A long pause. Noah’s eyes pressed closed.

“I think you’re delusional,” he said. “I think you’re on too many drugs, and I’m on not enough.”

Ethan sighed. He stood up, leaned over his father’s bed, and pressed the call button for a nurse. Then he sat back down.

A moment later the door popped open and a middle-aged nurse with a pleasant face stuck her head in.

“Problem?”

“I’m sorry in advance,” Ethan said, “because this is not a medical emergency. But please tell my dad who found him in the wilderness. It’ll help with this important talk we’re trying to have.”

The nurse looked at Noah, who looked back, but a little sheepishly. As if he already knew it was true, and didn’t want to hear it confirmed.
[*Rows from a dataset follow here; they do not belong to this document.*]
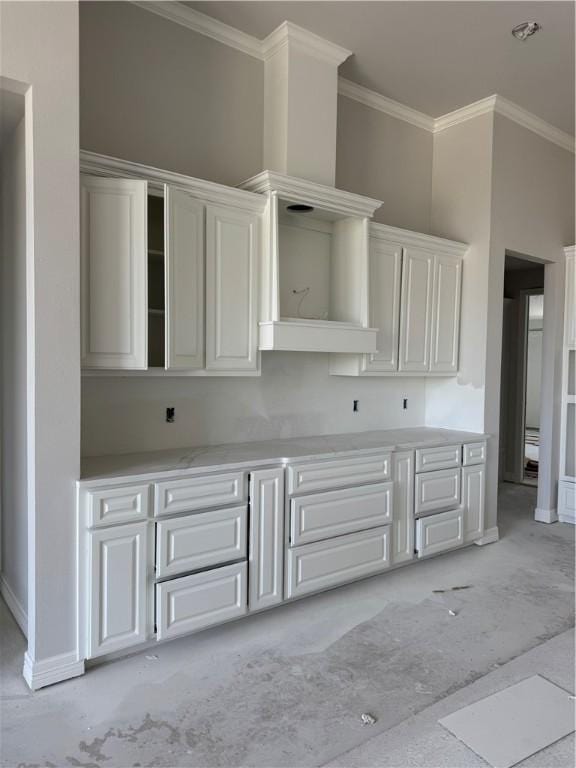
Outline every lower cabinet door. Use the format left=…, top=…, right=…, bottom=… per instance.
left=462, top=464, right=486, bottom=541
left=156, top=563, right=248, bottom=640
left=286, top=526, right=390, bottom=597
left=248, top=469, right=284, bottom=611
left=416, top=509, right=464, bottom=557
left=87, top=523, right=148, bottom=658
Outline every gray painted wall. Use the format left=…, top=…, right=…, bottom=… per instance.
left=336, top=96, right=433, bottom=232
left=80, top=2, right=264, bottom=185
left=0, top=115, right=28, bottom=624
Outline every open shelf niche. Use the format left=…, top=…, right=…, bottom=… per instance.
left=242, top=171, right=381, bottom=352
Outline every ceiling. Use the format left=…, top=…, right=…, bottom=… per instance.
left=185, top=0, right=574, bottom=134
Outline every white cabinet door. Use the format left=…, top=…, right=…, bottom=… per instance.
left=206, top=206, right=258, bottom=372
left=564, top=256, right=576, bottom=347
left=164, top=186, right=204, bottom=370
left=391, top=451, right=414, bottom=563
left=248, top=469, right=284, bottom=611
left=462, top=464, right=486, bottom=541
left=363, top=237, right=402, bottom=371
left=430, top=256, right=462, bottom=373
left=87, top=523, right=148, bottom=658
left=398, top=248, right=434, bottom=371
left=80, top=175, right=148, bottom=369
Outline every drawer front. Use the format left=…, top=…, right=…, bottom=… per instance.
left=462, top=443, right=486, bottom=467
left=156, top=506, right=248, bottom=577
left=154, top=472, right=246, bottom=515
left=288, top=453, right=390, bottom=494
left=86, top=485, right=150, bottom=527
left=290, top=483, right=392, bottom=546
left=416, top=445, right=462, bottom=472
left=156, top=563, right=247, bottom=640
left=286, top=526, right=390, bottom=597
left=415, top=469, right=461, bottom=516
left=416, top=509, right=464, bottom=557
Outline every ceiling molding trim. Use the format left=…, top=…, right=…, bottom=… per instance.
left=131, top=0, right=263, bottom=60
left=494, top=96, right=575, bottom=152
left=261, top=21, right=352, bottom=67
left=338, top=77, right=435, bottom=132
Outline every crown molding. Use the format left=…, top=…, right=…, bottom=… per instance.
left=338, top=77, right=435, bottom=131
left=261, top=21, right=352, bottom=67
left=240, top=171, right=382, bottom=218
left=131, top=0, right=264, bottom=60
left=131, top=0, right=575, bottom=153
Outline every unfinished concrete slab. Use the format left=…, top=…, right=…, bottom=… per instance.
left=1, top=486, right=574, bottom=768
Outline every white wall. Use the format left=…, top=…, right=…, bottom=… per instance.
left=0, top=114, right=28, bottom=628
left=0, top=2, right=80, bottom=677
left=82, top=352, right=424, bottom=456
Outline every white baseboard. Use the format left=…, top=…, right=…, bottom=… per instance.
left=22, top=651, right=84, bottom=691
left=474, top=525, right=500, bottom=547
left=534, top=507, right=558, bottom=523
left=0, top=573, right=28, bottom=637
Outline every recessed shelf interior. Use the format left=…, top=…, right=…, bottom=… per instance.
left=278, top=199, right=363, bottom=325
left=148, top=195, right=166, bottom=368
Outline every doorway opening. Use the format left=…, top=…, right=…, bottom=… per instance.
left=499, top=253, right=545, bottom=486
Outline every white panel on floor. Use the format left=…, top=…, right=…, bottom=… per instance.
left=438, top=675, right=574, bottom=768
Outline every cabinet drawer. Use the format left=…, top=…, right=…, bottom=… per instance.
left=156, top=563, right=247, bottom=640
left=288, top=453, right=390, bottom=494
left=462, top=443, right=486, bottom=467
left=154, top=472, right=246, bottom=515
left=156, top=506, right=248, bottom=577
left=286, top=526, right=390, bottom=597
left=290, top=483, right=392, bottom=546
left=416, top=509, right=464, bottom=557
left=86, top=485, right=150, bottom=528
left=416, top=445, right=462, bottom=472
left=415, top=469, right=461, bottom=516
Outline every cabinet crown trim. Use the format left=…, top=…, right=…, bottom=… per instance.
left=370, top=222, right=470, bottom=258
left=239, top=171, right=382, bottom=218
left=80, top=150, right=266, bottom=213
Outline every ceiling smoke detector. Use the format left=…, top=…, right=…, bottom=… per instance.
left=512, top=21, right=542, bottom=40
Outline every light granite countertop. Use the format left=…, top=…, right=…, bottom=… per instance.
left=81, top=427, right=488, bottom=485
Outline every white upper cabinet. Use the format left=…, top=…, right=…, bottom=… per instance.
left=398, top=248, right=434, bottom=371
left=164, top=186, right=204, bottom=370
left=330, top=224, right=467, bottom=376
left=80, top=175, right=148, bottom=369
left=363, top=237, right=402, bottom=371
left=206, top=205, right=258, bottom=371
left=430, top=255, right=462, bottom=373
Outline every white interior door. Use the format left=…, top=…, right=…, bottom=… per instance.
left=430, top=256, right=462, bottom=373
left=364, top=237, right=402, bottom=371
left=206, top=205, right=258, bottom=372
left=164, top=186, right=204, bottom=370
left=80, top=175, right=148, bottom=369
left=398, top=248, right=434, bottom=371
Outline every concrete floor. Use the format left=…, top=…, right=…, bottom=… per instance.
left=0, top=485, right=574, bottom=768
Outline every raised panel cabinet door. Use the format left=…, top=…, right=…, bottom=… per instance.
left=248, top=469, right=284, bottom=611
left=164, top=186, right=204, bottom=370
left=206, top=206, right=258, bottom=372
left=391, top=451, right=414, bottom=563
left=87, top=523, right=148, bottom=658
left=80, top=175, right=148, bottom=369
left=462, top=464, right=486, bottom=541
left=364, top=237, right=402, bottom=371
left=430, top=255, right=462, bottom=373
left=398, top=248, right=434, bottom=372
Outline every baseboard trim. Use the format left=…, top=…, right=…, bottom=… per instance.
left=22, top=652, right=84, bottom=691
left=534, top=507, right=558, bottom=523
left=474, top=525, right=500, bottom=547
left=0, top=573, right=28, bottom=637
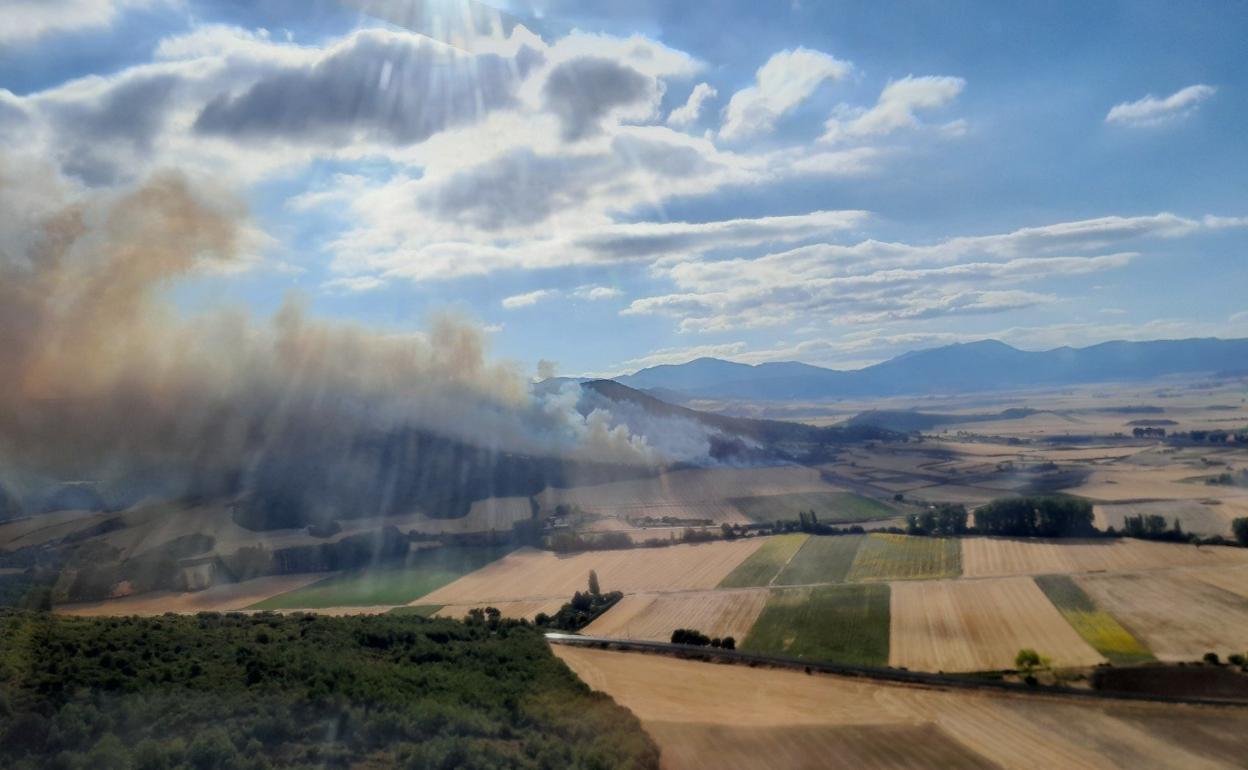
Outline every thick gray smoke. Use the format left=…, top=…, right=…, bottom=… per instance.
left=0, top=161, right=728, bottom=519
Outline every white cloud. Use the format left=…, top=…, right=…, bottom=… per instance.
left=622, top=213, right=1238, bottom=332
left=324, top=276, right=386, bottom=292
left=619, top=342, right=746, bottom=371
left=820, top=76, right=966, bottom=142
left=503, top=288, right=559, bottom=311
left=1104, top=84, right=1217, bottom=127
left=719, top=47, right=852, bottom=141
left=0, top=0, right=175, bottom=45
left=668, top=82, right=719, bottom=129
left=572, top=286, right=623, bottom=302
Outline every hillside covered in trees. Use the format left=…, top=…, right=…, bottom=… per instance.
left=0, top=610, right=658, bottom=770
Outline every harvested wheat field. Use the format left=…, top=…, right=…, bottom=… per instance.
left=1093, top=500, right=1234, bottom=535
left=554, top=645, right=1248, bottom=770
left=1076, top=570, right=1248, bottom=660
left=1182, top=565, right=1248, bottom=601
left=582, top=588, right=768, bottom=643
left=889, top=578, right=1104, bottom=671
left=431, top=599, right=567, bottom=620
left=56, top=573, right=324, bottom=615
left=1065, top=464, right=1248, bottom=502
left=848, top=533, right=962, bottom=580
left=962, top=538, right=1248, bottom=578
left=413, top=538, right=765, bottom=604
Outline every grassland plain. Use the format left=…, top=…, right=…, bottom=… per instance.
left=775, top=534, right=866, bottom=585
left=719, top=534, right=810, bottom=588
left=741, top=584, right=890, bottom=665
left=554, top=646, right=1248, bottom=770
left=247, top=547, right=510, bottom=609
left=729, top=492, right=899, bottom=524
left=1036, top=575, right=1153, bottom=664
left=849, top=533, right=962, bottom=582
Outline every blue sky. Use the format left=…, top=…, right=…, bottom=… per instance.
left=0, top=0, right=1248, bottom=373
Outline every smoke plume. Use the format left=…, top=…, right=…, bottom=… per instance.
left=0, top=161, right=728, bottom=521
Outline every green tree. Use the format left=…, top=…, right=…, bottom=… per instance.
left=1015, top=646, right=1048, bottom=674
left=1231, top=518, right=1248, bottom=545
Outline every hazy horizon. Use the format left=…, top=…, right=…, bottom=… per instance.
left=0, top=0, right=1248, bottom=374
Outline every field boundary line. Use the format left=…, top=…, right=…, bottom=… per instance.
left=545, top=633, right=1248, bottom=709
left=768, top=535, right=810, bottom=588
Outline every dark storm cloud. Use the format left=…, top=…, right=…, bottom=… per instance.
left=543, top=56, right=658, bottom=141
left=195, top=32, right=542, bottom=145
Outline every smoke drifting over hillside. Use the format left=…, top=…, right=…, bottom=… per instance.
left=0, top=165, right=728, bottom=521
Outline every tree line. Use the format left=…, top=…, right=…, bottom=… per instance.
left=0, top=610, right=659, bottom=770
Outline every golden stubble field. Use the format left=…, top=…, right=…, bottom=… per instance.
left=962, top=538, right=1248, bottom=578
left=413, top=538, right=764, bottom=604
left=1076, top=569, right=1248, bottom=660
left=889, top=577, right=1104, bottom=671
left=554, top=645, right=1248, bottom=770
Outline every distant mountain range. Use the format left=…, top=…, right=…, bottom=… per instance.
left=615, top=338, right=1248, bottom=401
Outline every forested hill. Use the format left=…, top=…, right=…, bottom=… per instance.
left=0, top=610, right=659, bottom=770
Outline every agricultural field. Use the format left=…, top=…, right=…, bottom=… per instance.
left=434, top=599, right=567, bottom=621
left=719, top=534, right=819, bottom=588
left=740, top=584, right=889, bottom=665
left=0, top=510, right=116, bottom=550
left=645, top=721, right=996, bottom=770
left=775, top=534, right=867, bottom=585
left=1183, top=565, right=1248, bottom=599
left=729, top=492, right=899, bottom=524
left=847, top=533, right=962, bottom=582
left=1093, top=500, right=1234, bottom=535
left=554, top=645, right=1248, bottom=770
left=1075, top=570, right=1248, bottom=660
left=1036, top=575, right=1153, bottom=665
left=56, top=573, right=324, bottom=616
left=582, top=589, right=768, bottom=643
left=889, top=578, right=1103, bottom=671
left=419, top=538, right=765, bottom=604
left=248, top=548, right=509, bottom=609
left=962, top=538, right=1248, bottom=578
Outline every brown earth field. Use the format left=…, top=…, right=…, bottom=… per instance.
left=554, top=645, right=1248, bottom=770
left=413, top=538, right=766, bottom=604
left=582, top=588, right=768, bottom=643
left=889, top=577, right=1104, bottom=671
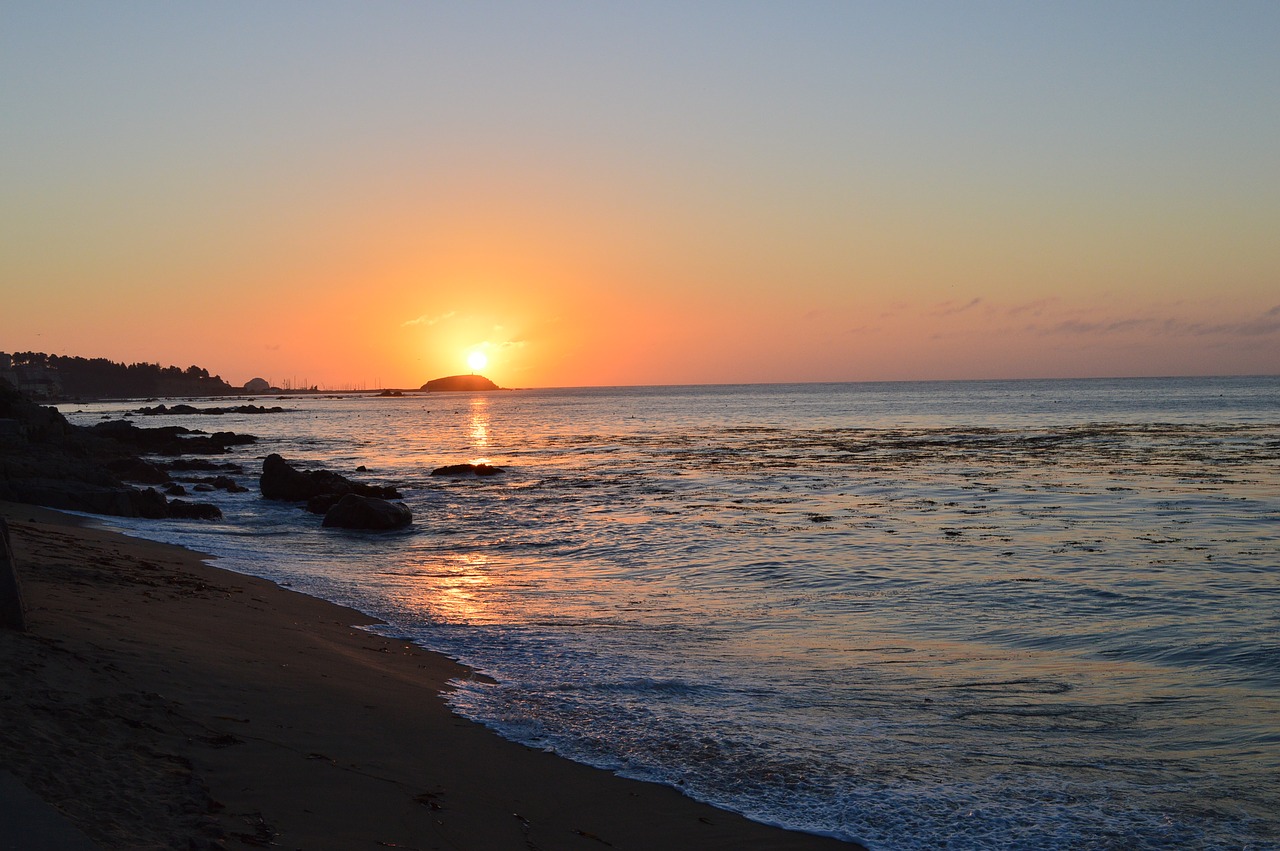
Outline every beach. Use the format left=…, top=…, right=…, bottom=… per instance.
left=0, top=503, right=858, bottom=850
“You don’t know yet?” she asked. “I was sure they told you. Your son found you. Everybody else had given up. He joined up with the man who does the pack trips and another neighbor, and they just kept looking until they found you.”

“Thank you,” Ethan said to her.

The door swung closed again.

Noah squeezed his eyes shut.

“Oh,” he said, quietly, as if to himself, but he drew the word out long. “That explains something. I thought I had this really vivid dream that you were sitting with me on that ledge talking about what a terrible father I’d always been.”